相机模型¶

从世界到相机¶

假设相机坐标系的三个正交单位向量分别是 \(\hat{x}_c\)，\(\hat{y}_c\) 和 \(\hat{z}_c\)，那么可以得知世界坐标系变为相机坐标系的变换矩阵为 \([\hat{x}_c, \hat{y}_c, \hat{z}_c]\)，其逆矩阵就是相机的旋转矩阵 \(R\)，也就是相机的方向

\[ R = \begin{bmatrix} \hat{x}_c \\ \hat{y}_c \\ \hat{z}_c \end{bmatrix} = \begin{bmatrix} r_{11} & r_{12} & r_{13} \\ r_{21} & r_{22} & r_{23} \\ r_{31} & r_{32} & r_{33} \\ \end{bmatrix} \]

令 \(\mathbf{x}_w\) 表示一个点在世界坐标系中的坐标，\(\mathbf{x}_c\) 表示该点在相机坐标系中的坐标，\(\mathbf{c}_w\) 表示相机在世界坐标系中的坐标，那么有

\[ \begin{aligned} \mathbf{x}_c &= R(\mathbf{x}_w - \mathbf{c}_w) \\ &= R\mathbf{x}_w - R\mathbf{c}_w \\ &= R\mathbf{x}_w + \mathbf{t} \end{aligned} \]
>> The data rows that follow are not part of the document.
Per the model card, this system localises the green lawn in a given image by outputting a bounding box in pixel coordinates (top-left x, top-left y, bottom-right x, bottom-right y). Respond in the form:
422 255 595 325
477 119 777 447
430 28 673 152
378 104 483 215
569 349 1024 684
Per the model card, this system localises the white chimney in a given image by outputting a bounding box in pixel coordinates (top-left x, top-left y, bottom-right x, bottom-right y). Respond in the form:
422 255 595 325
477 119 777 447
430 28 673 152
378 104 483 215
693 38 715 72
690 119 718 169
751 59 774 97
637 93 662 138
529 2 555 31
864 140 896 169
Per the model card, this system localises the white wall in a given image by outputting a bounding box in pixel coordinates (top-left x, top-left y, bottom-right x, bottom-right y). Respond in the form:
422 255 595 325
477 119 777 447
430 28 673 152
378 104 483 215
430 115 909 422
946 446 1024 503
其中 \(\mathbf{t}\) 是世界坐标系的原点在相机坐标系中的位置

\[ \mathbf{t} = -R\mathbf{c}_w = \begin{bmatrix} t_x \\ t_y \\ t_z \end{bmatrix} \]

整个方程可以通过一个外参矩阵（extrinsic matrix）表示

\[ \mathbf{\tilde{x}}_c = \begin{bmatrix} x_c \\ y_c \\ z_c \\ 1 \end{bmatrix} = \begin{bmatrix} r_{11} & r_{12} & r_{13} & t_x \\ r_{21} & r_{22} & r_{23} & t_y \\ r_{31} & r_{32} & r_{33} & t_z \\ 0 & 0 & 0 & 1 \end{bmatrix} \begin{bmatrix} x_w \\ y_w \\ z_w \\ 1 \end{bmatrix} = M_{extr}\mathbf{\tilde{x}}_w \]

从相机到像素¶

我们可以通过透视投影将三维坐标转换为二维坐标

\[ \mathbf{x}_i = f \cdot \begin{bmatrix} x_c/z_c \\ y_c/z_c \\ 1 \end{bmatrix} \]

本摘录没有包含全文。